Plus, we still don’t know if the ACT Government will commit building a new 30,000 seater Canberra Stadium over in the Civic area that would probably be the end of GIO Stadium currently located in the Bruce region.

It’s hard to say when you look back at the club’s history but even though people here don’t like this, the merged Brumbies side will still play half of the home games in Canberra while the other half will see them play at AAMI Park in Melbourne. That way, the Brumbies will get a metro following while Canberra still retains some existence like the NSW Waratahs, Queensland Reds & Western Force as well as the other five NZ Super Rugby teams. Also, the squad would get somewhat better where only a handful of good talented players from Melbourne (Imagine Carter Gordon playing with Ryan Lonergan or Harrison Goddard at No.10) will be rewarded to play alongside most of the Canberra & Southern NSW based team-mates. Not only they can learn from these players through the senior and its academy squad, but it could also help them win more regular-season games as well as make the big Final every 1-2 years which is almost certainly a guarantee in Australian Super Rugby history. 

Aussie sports fans would love seeing this happen in the hope of winning the Super Rugby trophy that would definitely translate into Wallabies success as well as us rugby fans here and of course, Melbournians, who love seeing their favourite team and/or sport thrive at home whether if it’s AFL (Aussie Rules) or the Melbourne Storm in Rugby League (NRL).

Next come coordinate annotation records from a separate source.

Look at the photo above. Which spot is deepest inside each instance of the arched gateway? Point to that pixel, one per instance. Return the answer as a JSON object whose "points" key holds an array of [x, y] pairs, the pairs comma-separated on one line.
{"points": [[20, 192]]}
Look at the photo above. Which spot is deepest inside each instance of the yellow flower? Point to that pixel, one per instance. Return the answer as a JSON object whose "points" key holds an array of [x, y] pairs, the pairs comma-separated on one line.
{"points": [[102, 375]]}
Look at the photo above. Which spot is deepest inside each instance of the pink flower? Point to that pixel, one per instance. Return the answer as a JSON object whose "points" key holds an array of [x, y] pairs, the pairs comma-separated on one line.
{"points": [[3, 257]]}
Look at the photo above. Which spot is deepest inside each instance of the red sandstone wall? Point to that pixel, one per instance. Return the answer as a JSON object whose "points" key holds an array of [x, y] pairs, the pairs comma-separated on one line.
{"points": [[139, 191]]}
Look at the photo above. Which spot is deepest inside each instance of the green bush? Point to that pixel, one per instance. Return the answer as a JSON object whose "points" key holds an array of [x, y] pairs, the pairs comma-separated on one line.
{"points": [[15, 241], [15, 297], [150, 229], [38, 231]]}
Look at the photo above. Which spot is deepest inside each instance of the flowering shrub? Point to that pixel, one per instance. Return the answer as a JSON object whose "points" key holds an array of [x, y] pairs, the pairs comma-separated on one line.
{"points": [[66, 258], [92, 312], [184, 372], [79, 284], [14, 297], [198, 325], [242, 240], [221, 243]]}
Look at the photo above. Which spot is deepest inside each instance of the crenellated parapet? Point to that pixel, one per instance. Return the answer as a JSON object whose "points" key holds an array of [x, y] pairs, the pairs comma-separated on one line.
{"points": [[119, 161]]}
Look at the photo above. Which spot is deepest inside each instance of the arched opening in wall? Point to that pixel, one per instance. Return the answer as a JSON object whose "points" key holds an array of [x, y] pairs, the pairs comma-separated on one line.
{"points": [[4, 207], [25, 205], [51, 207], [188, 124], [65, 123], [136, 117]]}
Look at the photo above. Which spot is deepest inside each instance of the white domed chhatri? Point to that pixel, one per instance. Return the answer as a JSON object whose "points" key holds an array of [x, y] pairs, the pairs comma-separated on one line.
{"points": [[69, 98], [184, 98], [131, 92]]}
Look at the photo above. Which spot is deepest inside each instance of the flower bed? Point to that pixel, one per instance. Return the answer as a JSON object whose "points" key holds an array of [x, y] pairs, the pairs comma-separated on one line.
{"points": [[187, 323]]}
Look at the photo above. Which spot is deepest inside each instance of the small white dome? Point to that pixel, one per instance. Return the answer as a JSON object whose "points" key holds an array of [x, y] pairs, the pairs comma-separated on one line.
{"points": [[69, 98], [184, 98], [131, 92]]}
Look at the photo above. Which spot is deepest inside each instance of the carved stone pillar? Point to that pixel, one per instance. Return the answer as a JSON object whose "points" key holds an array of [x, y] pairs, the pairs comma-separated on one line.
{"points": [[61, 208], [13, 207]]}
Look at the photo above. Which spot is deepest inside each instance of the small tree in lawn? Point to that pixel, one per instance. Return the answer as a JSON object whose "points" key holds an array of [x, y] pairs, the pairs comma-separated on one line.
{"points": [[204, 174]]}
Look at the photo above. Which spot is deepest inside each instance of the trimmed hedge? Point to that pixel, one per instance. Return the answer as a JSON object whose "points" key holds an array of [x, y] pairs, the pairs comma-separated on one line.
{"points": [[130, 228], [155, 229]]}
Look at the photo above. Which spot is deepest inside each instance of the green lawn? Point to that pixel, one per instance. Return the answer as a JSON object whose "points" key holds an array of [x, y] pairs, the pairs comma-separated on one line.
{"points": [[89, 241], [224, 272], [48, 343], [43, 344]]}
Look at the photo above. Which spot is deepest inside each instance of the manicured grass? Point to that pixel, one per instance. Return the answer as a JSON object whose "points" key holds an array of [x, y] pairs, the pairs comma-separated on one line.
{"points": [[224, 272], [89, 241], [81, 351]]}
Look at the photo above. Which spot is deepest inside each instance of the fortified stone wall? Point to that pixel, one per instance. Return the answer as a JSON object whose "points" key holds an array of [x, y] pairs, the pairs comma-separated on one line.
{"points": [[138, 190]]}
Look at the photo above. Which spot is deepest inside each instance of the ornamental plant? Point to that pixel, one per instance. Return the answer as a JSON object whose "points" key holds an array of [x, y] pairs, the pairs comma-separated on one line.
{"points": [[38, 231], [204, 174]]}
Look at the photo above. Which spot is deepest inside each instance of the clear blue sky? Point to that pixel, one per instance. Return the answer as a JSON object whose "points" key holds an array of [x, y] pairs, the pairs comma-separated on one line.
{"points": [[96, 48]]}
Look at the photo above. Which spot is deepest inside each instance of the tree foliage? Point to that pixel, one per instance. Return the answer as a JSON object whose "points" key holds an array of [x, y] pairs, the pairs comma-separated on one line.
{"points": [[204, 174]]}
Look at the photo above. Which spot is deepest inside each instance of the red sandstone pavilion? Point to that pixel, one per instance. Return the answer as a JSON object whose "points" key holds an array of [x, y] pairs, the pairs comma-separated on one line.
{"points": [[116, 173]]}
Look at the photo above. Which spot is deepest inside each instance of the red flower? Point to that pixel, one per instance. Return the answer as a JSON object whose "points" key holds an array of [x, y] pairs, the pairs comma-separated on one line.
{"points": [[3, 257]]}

All in all, things would be better if the Rebels and Force play either in a revived National Tier 2 comp or the Top League in Japan so that the Brumbies can continue its own identity out of just Canberra and Southern NSW & continue playing Super Rugby alongside just the NSW Waratahs & Queensland Reds. But if both options aren’t possible, then maybe the Brumbies-Rebels merger would be Rugby Australia’s last resort if they really do intend to cut a Super Rugby side. The competition right now in Melbourne is far too inferior for RA when trying to pit Rugby against other winter Football codes where most boys will want to pick up a Sherrin over a Gilbert ball as we can’t keep on being mediocre at best.

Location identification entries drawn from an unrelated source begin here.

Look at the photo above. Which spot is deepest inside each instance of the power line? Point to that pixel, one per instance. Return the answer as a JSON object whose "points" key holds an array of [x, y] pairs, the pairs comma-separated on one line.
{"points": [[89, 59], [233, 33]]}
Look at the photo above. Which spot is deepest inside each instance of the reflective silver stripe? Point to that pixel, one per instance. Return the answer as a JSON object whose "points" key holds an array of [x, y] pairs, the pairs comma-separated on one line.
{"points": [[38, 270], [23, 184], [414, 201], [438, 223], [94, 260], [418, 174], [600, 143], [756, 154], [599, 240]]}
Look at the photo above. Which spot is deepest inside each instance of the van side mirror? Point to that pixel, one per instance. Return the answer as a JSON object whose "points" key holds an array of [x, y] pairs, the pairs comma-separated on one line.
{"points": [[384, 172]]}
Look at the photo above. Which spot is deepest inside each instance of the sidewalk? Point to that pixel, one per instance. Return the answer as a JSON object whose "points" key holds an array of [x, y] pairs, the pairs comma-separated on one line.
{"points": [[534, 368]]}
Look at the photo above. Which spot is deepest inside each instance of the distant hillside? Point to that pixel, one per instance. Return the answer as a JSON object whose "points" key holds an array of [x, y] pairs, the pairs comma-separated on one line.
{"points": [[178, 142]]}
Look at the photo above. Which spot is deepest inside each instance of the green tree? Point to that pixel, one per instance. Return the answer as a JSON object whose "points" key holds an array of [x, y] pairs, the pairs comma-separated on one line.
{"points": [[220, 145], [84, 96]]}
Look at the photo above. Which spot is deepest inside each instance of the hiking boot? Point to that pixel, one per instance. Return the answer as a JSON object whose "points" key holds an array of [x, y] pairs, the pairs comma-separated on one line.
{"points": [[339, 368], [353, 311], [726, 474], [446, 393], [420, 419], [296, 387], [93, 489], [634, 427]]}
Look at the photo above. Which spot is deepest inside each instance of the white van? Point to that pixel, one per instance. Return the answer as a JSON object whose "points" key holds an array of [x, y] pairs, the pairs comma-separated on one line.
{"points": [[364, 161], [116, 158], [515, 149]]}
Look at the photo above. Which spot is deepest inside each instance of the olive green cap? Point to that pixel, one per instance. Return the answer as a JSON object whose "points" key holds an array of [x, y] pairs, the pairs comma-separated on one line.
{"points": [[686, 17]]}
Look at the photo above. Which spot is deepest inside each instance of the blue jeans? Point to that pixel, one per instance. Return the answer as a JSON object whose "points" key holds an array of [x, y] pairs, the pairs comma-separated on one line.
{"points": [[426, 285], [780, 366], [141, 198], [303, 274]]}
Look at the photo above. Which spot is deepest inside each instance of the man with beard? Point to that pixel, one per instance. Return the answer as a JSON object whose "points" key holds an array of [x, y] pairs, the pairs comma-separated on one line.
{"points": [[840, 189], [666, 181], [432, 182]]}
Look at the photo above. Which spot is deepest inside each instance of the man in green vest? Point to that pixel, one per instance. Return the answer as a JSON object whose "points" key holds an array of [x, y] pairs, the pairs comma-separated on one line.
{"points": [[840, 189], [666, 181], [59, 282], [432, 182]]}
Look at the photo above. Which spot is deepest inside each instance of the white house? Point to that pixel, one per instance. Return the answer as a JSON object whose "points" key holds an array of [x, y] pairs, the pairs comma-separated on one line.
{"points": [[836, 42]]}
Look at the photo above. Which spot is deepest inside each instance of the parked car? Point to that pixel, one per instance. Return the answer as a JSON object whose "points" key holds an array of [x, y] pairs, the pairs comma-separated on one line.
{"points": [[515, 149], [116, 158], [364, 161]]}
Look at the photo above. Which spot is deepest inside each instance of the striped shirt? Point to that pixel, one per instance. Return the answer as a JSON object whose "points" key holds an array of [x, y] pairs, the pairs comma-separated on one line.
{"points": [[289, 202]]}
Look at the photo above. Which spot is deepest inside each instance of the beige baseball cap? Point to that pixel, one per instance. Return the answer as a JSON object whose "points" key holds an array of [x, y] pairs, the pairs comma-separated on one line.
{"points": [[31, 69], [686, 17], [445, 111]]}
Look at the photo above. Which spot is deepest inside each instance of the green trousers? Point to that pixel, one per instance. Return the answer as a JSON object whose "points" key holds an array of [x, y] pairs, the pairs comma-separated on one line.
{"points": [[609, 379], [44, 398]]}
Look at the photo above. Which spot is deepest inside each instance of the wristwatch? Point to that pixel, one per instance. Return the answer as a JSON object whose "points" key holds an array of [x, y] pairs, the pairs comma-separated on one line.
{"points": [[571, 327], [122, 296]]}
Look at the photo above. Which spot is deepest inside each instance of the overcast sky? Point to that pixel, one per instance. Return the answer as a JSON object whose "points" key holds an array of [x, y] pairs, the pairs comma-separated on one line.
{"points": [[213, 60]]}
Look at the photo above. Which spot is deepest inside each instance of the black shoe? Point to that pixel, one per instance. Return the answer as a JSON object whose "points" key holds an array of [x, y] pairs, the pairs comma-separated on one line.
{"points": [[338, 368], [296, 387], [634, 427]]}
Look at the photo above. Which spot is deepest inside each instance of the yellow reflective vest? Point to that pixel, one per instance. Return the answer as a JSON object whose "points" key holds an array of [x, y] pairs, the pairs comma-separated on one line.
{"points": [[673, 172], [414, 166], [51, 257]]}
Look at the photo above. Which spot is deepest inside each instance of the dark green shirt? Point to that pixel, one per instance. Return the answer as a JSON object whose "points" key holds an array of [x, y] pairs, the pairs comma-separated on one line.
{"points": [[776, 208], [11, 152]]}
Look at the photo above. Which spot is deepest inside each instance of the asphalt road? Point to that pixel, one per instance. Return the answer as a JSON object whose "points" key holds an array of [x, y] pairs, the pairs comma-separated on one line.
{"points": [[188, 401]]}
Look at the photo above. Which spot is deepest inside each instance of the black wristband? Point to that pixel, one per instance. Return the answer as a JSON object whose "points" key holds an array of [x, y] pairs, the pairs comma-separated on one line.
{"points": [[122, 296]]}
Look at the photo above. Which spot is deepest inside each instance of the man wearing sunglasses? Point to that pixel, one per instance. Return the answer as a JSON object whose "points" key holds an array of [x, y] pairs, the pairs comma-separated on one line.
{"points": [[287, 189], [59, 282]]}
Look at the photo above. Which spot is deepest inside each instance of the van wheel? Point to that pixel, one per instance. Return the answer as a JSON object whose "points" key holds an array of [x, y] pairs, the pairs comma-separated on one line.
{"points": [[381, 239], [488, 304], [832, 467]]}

And as said, I don’t have anything against the Western Force which doesn’t mean they shouldn’t be playing Rugby out of Perth, Western Australia. If they survive the axe, we’ll have to wait & see if they do help the Wallabies get back to their best again when it comes to on-field results but then we’ve been there twice before with four teams and it doesn’t seem to have helped the cause that much. Instead, their best bet is for them (Western Force) to play elsewhere where they either revive their own comp (Global Rapid Rugby between 2018-early 2020) or join the Japanese Top League. The level of Rugby they play as well as the same day time zone fits the Force perfectly amongst the other Japanese Top League or Asian-based teams there.